The predictions made three decades ago of the impending demise of newspapers now suddenly seem not so implausible. The threat is real. Is the Internet to blame? In part, yes. But so is TV, and to a lesser extent radio. There are just so many outlets for news or what passes for news these days. Hell, most under-30 types get their news from Jon Stewart! At least it ain’t Rush Lintball. And many newspaper companies (and their stubborn employees — I saw it firsthand) were too slow to respond to the challenge, to be creative in applying their fabulous newsgathering abilities and shaping them for the new media.

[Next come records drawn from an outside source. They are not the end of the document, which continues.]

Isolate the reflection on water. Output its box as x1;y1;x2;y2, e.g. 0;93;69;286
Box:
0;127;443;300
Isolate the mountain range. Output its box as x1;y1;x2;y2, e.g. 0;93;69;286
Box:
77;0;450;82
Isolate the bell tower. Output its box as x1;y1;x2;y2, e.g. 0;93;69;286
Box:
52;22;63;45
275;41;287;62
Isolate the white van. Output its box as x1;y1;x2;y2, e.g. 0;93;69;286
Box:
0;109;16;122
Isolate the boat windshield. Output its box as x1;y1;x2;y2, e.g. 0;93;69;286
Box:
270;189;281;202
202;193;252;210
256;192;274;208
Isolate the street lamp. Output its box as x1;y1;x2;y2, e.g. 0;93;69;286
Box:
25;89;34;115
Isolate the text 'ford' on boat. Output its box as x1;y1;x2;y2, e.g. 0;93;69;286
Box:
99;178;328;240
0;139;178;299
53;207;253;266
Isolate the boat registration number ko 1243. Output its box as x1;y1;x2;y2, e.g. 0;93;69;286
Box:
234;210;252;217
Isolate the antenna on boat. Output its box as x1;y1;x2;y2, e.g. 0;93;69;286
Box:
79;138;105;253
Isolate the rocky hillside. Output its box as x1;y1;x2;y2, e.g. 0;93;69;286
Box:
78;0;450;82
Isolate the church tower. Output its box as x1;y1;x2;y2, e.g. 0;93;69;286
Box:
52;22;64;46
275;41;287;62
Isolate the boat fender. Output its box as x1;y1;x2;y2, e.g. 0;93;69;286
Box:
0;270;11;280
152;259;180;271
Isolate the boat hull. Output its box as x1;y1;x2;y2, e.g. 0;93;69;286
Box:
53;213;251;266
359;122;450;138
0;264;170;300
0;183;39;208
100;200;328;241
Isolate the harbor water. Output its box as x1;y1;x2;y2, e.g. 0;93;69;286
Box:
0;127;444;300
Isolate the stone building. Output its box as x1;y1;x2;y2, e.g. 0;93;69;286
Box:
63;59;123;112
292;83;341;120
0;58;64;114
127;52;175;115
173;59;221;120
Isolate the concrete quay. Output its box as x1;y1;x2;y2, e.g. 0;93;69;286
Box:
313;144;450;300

I can’t tell you how many times I heard a reporter/editor/photographer say indignantly, “We don’t DO that!” Well, you’re right, you don’t do it anymore. The ones who are left there ARE doing that. Now, when you have reporters being sent out to take photographs, chances are about 98 percent of the time the quality of the photo is going to be noticeably inferior. Same when you have graphic artists being made to do jobs they have limited training in, or any other situation where you jam square pegs into round holes. But you can take a tape recorder, convert the conversation to a podcast, or send a photog out with a camcorder (the only real difference is sound) and upload that.

If it goes viral on YouTube, you’ve got big returns.

Anyway, my initial point is that with traditional media losing market share, the onus is on “new” media to get it right. The rise in the 20th century of a serious journalistic code of ethics was a reaction to irresponsible behavior such as “yellow journalism” (That and some costly libel suits). In the 21st century, it’s the same game, different playing field.

It’s time for a gut check, for new media and old.